Busquei os operários que se mostraram dispostos a dialogar. Alguns não responderam positivamente às “puxadas de conversas”. Mas a maioria gosta de conversar. Em alguns momentos fico constrangido por imaginar que poderia estar atrapalhando o desenvolvimento do serviço. Nesses momentos, interrompia cuidadosamente a conversa e, algumas vezes, optei por ir embora. Nas três obras que “frequentei”, de abril a outubro de 2011, fui recebido com presteza e disposição pelos mestres de obra e não poderia significar um empecilho ao desenvolvimento “natural” das atividades. Por isso, havia a preocupação de dosar o tempo de conversa com os operários. Quanto à observação, tentava agir com discrição e, nesse caso, entendia que não causava problemas em ficar na obra por um tempo maior: três ou quatro horas, como aconteceu algumas vezes. No início, causava estranhamento e alguns operários demonstravam não entender a minha presença na obra. Quando era oportuno, esclarecia. Depois de algum tempo, pareciam não se importar tanto e me ignoravam.

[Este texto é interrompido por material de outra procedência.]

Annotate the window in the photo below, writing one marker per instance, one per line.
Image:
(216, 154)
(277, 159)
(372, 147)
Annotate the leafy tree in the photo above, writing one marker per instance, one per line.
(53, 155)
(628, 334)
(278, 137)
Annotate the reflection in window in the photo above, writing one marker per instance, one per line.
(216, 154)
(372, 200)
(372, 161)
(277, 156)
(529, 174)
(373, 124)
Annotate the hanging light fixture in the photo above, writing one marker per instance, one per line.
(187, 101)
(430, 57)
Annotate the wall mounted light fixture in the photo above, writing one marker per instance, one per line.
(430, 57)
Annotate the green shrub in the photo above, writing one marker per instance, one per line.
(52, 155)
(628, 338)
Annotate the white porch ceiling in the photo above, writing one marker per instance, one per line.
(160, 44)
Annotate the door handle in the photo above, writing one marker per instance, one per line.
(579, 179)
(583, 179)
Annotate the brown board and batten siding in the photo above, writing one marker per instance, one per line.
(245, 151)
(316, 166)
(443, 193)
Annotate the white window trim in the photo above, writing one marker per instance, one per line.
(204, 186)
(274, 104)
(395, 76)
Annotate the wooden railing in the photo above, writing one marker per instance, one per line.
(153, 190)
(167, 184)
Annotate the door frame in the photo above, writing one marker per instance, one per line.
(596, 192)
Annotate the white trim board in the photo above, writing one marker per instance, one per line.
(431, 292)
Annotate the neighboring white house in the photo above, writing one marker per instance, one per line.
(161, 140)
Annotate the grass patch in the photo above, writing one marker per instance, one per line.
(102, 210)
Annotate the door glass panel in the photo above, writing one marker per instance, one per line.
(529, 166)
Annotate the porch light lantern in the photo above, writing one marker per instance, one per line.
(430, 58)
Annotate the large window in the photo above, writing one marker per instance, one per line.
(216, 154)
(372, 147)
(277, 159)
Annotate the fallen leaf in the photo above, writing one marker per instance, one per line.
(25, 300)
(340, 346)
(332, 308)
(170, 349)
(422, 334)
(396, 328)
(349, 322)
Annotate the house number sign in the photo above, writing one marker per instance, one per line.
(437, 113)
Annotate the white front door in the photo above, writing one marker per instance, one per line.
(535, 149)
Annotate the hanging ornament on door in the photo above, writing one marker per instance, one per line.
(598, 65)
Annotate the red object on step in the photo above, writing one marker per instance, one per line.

Esses breves diálogos foram importantes fontes de dados. Os registros desses momentos eram procedidos tão logo fosse possível, para evitar perdas. Outra importante fonte de dados foram as entrevistas gravadas em aparelho digital e posteriormente

transcritas. As cópias das transcrições foram entregues aos operários para que pudessem lê-las. Esclareci que eles poderiam solicitar que eu retirasse trechos caso os considerassem, por alguma razão, inapropriados ou incorretos. O primeiro nome do operário foi citado na transcrição das entrevistas, por considerar que não possibilitam a sua identificação, uma vez que não cito endereço das obras — há menção apenas aos bairros.

Algumas entrevistas acontecem no próprio canteiro de obras. O Sr. Airton, por exemplo, demonstrou disponibilidade para as conversas e duas entrevistas aconteceram numa obra do bairro Castelo. Outra entrevista acontece enquanto acompanho o Sr. Zezinho desde uma obra no bairro Santa Terezinha até sua casa no Barreiro. Solicitei que a entrevista fosse assim, por que diferente do Sr. Airton, o Sr. Zezinho não parecia dispor de tempo para a entrevista na obra. Afora isto, imaginei que a experiência do trajeto poderia explicitar situações do deslocamento que não apareceriam na fala. A entrevista com o Sr. Anelício acontece em uma obra no bairro Castelo. Aproveito um dia de confraternização, depois da concretagem de uma laje, para conversar com o operário mais demoradamente e com o registro no gravador.